13 de janeiro de 2012
ouvendo
olhando com muita atenção consegue-se ouvir.
ex - "Cotton Picking In the Sunny South" Postal de 1908
12 de janeiro de 2012
Ifink
A Ninja Tune adaptou-se aos tempos?
Fink é nome oculto...ou pelo menos vive em algumas sombras. Senão veja-se: produz as primeiras Demos de Amy Winehouse... mas é enquanto Dj residente do catálogo da Ninja Tune (nos tempos em que fazia sentido ser-se DJ...e pertencer à editora em causa) que cria nome global (entenda-se global electrónico).
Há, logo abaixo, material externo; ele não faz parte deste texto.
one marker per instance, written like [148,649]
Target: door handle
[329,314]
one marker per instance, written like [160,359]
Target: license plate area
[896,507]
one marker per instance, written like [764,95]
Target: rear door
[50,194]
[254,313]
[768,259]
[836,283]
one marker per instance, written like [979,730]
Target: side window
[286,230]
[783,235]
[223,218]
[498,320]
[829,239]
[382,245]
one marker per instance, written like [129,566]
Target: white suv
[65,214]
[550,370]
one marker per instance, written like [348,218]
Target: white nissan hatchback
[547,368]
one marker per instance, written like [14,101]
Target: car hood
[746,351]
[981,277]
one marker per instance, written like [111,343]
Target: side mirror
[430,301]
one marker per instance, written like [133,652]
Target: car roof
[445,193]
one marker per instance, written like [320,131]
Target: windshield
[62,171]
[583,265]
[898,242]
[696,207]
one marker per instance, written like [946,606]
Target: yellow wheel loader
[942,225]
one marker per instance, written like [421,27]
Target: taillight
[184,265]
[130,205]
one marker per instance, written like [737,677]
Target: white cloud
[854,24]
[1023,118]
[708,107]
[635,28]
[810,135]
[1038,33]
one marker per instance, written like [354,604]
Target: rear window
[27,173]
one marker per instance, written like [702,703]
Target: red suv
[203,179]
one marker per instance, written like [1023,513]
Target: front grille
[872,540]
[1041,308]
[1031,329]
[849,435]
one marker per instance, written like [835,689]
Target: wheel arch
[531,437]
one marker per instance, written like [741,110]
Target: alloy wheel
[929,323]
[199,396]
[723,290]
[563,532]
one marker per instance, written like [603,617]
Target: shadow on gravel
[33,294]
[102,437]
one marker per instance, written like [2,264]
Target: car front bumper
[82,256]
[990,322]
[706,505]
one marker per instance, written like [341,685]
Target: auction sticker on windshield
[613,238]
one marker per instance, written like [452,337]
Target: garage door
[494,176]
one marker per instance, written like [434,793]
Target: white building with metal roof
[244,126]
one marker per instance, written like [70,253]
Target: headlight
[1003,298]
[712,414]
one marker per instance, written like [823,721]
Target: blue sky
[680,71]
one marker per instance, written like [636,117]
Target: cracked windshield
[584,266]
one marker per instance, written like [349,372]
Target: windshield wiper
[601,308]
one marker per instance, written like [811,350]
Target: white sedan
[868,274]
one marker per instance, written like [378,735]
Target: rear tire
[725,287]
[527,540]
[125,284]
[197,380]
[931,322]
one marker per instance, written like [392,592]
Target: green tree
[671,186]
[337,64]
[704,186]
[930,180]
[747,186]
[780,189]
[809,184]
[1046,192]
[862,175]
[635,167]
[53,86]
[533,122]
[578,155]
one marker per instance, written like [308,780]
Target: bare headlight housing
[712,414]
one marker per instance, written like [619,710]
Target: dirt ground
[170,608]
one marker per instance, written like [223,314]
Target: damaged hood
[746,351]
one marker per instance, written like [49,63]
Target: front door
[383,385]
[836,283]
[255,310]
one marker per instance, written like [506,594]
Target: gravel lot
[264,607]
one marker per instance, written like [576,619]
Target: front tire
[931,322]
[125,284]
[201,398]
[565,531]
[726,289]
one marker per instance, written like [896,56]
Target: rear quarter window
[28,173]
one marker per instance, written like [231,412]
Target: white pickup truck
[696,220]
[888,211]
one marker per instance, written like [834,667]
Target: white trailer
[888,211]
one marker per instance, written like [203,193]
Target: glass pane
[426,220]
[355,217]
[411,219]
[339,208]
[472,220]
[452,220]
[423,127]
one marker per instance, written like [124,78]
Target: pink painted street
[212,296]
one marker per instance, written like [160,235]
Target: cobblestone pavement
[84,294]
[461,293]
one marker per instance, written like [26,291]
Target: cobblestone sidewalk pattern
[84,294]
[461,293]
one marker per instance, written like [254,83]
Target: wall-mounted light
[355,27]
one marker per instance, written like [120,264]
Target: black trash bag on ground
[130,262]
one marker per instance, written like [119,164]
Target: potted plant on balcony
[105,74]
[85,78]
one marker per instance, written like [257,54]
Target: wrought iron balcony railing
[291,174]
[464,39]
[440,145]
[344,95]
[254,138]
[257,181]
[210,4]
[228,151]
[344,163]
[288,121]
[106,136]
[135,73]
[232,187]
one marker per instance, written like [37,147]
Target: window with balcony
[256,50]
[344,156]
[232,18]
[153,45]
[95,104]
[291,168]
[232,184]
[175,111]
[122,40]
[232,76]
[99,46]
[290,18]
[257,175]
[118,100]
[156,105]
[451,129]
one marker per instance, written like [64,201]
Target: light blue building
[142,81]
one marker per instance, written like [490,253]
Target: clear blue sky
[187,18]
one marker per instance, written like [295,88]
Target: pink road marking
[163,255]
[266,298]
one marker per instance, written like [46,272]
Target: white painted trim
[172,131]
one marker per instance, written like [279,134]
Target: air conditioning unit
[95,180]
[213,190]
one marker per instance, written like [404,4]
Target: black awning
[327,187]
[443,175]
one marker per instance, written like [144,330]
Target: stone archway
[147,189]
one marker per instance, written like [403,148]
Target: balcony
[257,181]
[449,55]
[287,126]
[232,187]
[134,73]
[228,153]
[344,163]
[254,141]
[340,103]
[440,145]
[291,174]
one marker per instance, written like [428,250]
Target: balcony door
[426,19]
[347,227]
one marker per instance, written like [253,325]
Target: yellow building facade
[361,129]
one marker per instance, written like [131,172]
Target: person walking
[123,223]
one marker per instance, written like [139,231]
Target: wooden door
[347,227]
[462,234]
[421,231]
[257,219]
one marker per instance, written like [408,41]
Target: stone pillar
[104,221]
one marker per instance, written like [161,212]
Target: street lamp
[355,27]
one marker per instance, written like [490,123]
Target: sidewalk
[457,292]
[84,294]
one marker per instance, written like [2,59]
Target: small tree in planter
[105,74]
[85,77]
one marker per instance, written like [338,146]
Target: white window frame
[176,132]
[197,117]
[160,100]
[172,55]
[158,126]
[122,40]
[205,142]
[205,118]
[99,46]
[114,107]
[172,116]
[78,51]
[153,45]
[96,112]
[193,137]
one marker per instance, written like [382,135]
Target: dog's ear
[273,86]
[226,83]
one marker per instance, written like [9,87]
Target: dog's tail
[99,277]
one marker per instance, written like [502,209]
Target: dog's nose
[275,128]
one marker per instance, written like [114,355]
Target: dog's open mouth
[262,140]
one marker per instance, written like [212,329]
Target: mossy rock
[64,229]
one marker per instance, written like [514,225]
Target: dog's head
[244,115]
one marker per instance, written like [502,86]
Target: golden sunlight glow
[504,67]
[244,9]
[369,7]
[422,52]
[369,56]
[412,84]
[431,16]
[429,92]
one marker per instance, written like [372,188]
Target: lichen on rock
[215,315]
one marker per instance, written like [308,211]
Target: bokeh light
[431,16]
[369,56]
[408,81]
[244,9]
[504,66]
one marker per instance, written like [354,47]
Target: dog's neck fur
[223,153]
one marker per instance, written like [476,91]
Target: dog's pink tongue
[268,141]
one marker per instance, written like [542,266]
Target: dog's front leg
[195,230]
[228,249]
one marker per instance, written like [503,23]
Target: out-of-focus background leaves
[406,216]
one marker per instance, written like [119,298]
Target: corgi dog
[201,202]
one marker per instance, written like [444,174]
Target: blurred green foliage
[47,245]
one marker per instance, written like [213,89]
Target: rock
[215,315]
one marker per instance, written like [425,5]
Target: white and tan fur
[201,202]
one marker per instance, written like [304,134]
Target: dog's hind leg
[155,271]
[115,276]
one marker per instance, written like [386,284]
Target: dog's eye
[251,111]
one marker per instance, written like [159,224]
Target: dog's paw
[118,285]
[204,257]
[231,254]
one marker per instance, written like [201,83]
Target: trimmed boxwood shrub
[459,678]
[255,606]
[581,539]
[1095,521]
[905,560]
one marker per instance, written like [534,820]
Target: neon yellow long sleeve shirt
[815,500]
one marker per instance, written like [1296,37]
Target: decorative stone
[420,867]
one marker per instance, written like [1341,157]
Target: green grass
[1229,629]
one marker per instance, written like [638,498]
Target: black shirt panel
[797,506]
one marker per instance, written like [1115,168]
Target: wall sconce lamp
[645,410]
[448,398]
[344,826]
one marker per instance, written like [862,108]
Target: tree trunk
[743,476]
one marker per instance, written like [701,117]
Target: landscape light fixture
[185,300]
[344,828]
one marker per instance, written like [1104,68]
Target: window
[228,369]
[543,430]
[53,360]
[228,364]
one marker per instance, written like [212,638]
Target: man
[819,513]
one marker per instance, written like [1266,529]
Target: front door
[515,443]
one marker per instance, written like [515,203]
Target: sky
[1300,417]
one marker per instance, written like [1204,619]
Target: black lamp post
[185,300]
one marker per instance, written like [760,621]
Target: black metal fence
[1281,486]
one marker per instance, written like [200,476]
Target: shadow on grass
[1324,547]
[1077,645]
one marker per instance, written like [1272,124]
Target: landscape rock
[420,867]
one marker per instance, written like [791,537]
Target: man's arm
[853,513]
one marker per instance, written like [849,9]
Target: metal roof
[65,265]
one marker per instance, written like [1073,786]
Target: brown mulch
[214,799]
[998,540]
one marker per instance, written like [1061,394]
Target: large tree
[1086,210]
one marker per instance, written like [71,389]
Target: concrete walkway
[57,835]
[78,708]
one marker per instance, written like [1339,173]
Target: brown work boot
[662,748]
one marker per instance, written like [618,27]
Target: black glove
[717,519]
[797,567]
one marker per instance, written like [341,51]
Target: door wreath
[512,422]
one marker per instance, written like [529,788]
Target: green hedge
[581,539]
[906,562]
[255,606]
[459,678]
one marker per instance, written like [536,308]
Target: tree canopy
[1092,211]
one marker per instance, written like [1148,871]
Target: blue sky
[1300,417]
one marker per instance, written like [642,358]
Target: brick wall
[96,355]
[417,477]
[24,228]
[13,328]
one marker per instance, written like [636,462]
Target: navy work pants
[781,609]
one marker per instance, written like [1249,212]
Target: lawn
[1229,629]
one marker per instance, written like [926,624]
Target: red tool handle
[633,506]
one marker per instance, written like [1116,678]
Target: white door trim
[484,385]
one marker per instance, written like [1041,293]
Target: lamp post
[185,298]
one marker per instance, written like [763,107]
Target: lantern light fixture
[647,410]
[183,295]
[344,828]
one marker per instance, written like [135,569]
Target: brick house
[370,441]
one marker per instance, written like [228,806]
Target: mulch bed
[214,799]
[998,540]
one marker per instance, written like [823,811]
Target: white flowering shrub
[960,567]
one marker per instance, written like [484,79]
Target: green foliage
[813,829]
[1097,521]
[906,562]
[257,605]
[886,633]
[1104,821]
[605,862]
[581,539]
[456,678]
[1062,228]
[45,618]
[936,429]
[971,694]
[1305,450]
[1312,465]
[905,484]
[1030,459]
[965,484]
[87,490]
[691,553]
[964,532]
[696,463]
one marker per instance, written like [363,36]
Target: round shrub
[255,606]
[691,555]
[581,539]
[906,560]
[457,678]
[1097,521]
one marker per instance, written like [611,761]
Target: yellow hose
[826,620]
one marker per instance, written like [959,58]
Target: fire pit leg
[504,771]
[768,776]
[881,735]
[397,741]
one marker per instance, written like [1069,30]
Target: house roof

Mas eis que a tonalidade electrónica se desenvolve enquanto contexto... e a narrativa passa a ficar a cargo do coerente dedilhar na guitarra acústica. Eis que a casa mãe, mãe do que melhor se fez na electrónica nos anos 90, abraça o seu filho.
Eis que é divulgada a sua presença a 2 de Março no Musicbox. Ipod Ifink..
9 de janeiro de 2012
Rir é definitivamente o caminho
Chame-se fetiche mas não consigo ouvir SMILE sem ser em vinyl. A sinfonia adolescente a Deus, como lhe chamou Brian Wilson, ficou 37 anos na gaveta e as cassetes piratas que circulavam não brilhavam.
Depois, em 2004, a versão de autor ganha vida e assombra. Mesmo para quem, como no meu caso, não viva intensamente a obra dos Beach Boys este deverá ser considerado o disco - a obra prima de todos os tempos. Ouvido em suporte analógico consegue-se tocar e sentir a perfeição. E até aqui tudo bem. Mas...
Eis que em 2011 aparece The Smile Sessions. Dois discos (cinco na versão Deluxe) onde vemos a obra a ser construída. Sentimos a inspiração e cheiramos a transpiração. Há lá de tudo: os andaimes estruturantes e o detalhe imperceptível na obra finalizada. Está lá o processo criativo mas não é um disco para técnicos. Toda a música inacabada....dos imensos extras.... é uma ode completa.
Não faço ideia se existe edição em vinyl....espero que não porque abomino o fim.